Inaugural Gaelic literature festival draws a crowd

‘Às an Tobar’, the first Gaelic-medium literature festival held in Uist, was hailed a success by organisers Ceòlas Uibhist. The festival, which took place between 30th November and 2nd December, exhibited the range of work being produced in Gaelic, both by Uist authors or about Uist subjects. Over 130 people were in attendance throughout the weekend across the events.

Friday featured three sessions of ‘Leugh is Seinn’ with Linda MacLeod, who travelled from Eriskay to Ormacleit and Ìochdar, bringing her musical reading to kids across South Uist. ‘Leugh is Seinn’ is a Gaelic Books Council organised event aimed at encouraging Gaelic reading to children of preschool age.

In the evening, Ceòlas’ AGM was followed by the Uist launch of ‘Forradh: Sly Cooking’, an illustrated selection of a number of the words and expressions collected by Fr Allan MacDonald (1859-1905) in Eriskay and South Uist. Catrìona NicIlleDhuibh, author of ‘Forradh’ and originally from Edinburgh, flew in from the Netherlands, where she is now resident. Illustrations of Gaelic words in the book, in the form of linocuttings, were also for sale (

Locals had a second chance on Saturday afternoon to discuss these cherished words, many of which are still remembered by the community. Conversation ranged from landscape-specific features such as ‘bàsadair’ and ‘sùil-chruthaich’ to personality descriptors including ‘cabag’ and ‘smuig’, demonstrating the semantic wealth of the Gaelic language in the area.

Seonag Monk, well-known in the Gaelic world as radio presenter and comedy writer of great merit, delighted audiences conversing about her writing inspirations and reading from her book ‘Mil san Tì’. Growing up in the ferryman’s house in Gramasdail, Benbecula, she was surrounded from an early age by storytelling and this has manifested in her own attractive style.

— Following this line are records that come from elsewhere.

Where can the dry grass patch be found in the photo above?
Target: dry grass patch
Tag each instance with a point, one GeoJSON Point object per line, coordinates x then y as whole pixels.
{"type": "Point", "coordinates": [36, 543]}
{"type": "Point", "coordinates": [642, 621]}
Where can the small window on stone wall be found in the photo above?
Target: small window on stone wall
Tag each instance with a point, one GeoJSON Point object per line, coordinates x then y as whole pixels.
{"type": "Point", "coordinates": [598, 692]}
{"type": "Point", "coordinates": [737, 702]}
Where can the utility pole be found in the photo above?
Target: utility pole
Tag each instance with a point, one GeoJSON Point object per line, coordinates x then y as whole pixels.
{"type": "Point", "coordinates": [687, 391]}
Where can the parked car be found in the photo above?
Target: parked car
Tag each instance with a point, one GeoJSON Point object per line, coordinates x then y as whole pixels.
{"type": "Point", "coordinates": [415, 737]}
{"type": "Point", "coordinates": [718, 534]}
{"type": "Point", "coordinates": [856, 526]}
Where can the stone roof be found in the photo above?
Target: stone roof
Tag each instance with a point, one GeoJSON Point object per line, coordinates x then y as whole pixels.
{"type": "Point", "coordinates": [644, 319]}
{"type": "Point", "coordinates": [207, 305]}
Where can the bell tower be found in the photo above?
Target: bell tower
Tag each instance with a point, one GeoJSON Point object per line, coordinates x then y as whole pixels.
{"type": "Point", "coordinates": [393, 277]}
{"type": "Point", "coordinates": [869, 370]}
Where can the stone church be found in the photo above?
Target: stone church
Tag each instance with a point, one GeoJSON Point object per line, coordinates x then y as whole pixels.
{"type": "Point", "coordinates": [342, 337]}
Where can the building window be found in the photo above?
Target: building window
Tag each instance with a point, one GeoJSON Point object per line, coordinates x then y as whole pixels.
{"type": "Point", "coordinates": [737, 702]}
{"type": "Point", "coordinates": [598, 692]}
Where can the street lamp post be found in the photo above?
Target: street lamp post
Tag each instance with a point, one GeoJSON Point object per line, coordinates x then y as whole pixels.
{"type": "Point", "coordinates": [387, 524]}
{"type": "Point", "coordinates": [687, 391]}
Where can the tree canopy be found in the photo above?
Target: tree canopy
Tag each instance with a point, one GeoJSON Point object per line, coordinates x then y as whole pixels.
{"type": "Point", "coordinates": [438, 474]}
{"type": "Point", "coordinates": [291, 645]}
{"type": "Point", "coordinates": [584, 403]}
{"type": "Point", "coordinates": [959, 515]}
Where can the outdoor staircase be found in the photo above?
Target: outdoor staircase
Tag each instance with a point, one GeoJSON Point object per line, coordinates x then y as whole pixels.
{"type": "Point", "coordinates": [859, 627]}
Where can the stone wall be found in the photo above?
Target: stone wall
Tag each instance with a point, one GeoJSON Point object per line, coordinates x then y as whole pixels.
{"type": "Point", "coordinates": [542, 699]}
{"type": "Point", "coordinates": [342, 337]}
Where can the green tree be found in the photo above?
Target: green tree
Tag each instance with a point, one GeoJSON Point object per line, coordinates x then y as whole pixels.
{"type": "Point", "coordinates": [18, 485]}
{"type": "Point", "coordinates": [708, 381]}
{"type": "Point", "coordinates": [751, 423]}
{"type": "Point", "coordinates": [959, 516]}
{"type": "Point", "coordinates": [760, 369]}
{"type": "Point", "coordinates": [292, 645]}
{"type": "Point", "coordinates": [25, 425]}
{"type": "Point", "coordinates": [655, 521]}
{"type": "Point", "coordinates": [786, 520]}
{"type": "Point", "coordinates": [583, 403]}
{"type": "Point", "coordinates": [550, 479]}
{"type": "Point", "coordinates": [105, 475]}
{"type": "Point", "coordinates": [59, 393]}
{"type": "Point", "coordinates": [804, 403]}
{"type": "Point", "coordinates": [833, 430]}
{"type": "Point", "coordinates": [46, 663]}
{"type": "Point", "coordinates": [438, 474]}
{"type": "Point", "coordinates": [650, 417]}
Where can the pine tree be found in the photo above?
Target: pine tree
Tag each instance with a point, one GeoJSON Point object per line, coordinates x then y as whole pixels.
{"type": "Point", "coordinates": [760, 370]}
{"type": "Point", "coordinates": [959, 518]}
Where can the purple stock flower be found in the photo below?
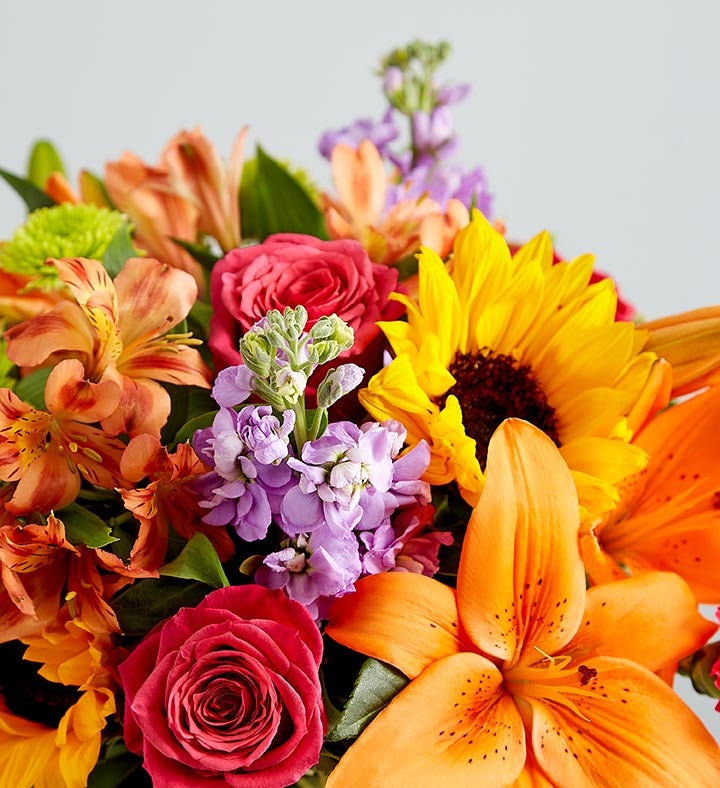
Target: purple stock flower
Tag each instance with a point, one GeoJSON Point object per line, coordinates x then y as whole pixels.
{"type": "Point", "coordinates": [245, 451]}
{"type": "Point", "coordinates": [233, 385]}
{"type": "Point", "coordinates": [313, 568]}
{"type": "Point", "coordinates": [381, 134]}
{"type": "Point", "coordinates": [340, 476]}
{"type": "Point", "coordinates": [432, 133]}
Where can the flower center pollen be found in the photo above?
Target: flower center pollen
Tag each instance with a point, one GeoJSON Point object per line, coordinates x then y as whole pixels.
{"type": "Point", "coordinates": [492, 387]}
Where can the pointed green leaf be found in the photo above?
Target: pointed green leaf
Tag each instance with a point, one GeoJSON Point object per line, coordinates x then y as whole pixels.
{"type": "Point", "coordinates": [44, 160]}
{"type": "Point", "coordinates": [197, 561]}
{"type": "Point", "coordinates": [119, 251]}
{"type": "Point", "coordinates": [147, 602]}
{"type": "Point", "coordinates": [83, 527]}
{"type": "Point", "coordinates": [198, 252]}
{"type": "Point", "coordinates": [376, 685]}
{"type": "Point", "coordinates": [699, 666]}
{"type": "Point", "coordinates": [31, 388]}
{"type": "Point", "coordinates": [272, 200]}
{"type": "Point", "coordinates": [33, 197]}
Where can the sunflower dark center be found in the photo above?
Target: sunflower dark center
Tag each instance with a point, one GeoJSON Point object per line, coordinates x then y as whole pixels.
{"type": "Point", "coordinates": [28, 694]}
{"type": "Point", "coordinates": [492, 387]}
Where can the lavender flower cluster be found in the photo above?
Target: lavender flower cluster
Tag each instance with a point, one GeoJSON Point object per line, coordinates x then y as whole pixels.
{"type": "Point", "coordinates": [337, 500]}
{"type": "Point", "coordinates": [424, 166]}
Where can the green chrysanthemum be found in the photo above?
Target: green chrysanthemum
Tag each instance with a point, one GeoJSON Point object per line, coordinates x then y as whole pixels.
{"type": "Point", "coordinates": [61, 231]}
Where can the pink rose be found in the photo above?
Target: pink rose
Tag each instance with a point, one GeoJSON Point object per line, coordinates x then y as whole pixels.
{"type": "Point", "coordinates": [326, 277]}
{"type": "Point", "coordinates": [227, 693]}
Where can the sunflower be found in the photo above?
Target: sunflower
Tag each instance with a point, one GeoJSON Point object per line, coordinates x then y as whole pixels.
{"type": "Point", "coordinates": [51, 719]}
{"type": "Point", "coordinates": [497, 336]}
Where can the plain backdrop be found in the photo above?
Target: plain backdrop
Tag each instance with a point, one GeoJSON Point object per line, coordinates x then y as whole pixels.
{"type": "Point", "coordinates": [597, 121]}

South Uist has been home to a great number of Gaelic bards of high quality over the years. In 2017, Marion Morrison received the New Gaelic Writers Award for her Gaelic poetry, a prize by the Scottish Book Trust and Gaelic Books Council to encourage new writers in the language. The audience listened to a selection of her poetry, ranging from Romani in the Barcelona streets to sunsets from the Our Lady of the Isles statue on Ruaidheabhal, before being treated to a short cèilidh in the traditional style.

Ceòlas would like to thank the festival’s funders – Scottish Book Trust, Bòrd na Gàidhlig, Comhairle nan Eilean Siar, HIE and Creative Scotland, and to Kildonan Museum, Acair publishers, MacTV, our caterer and all those who came out to the events. The festival will be back during the same week in 2018.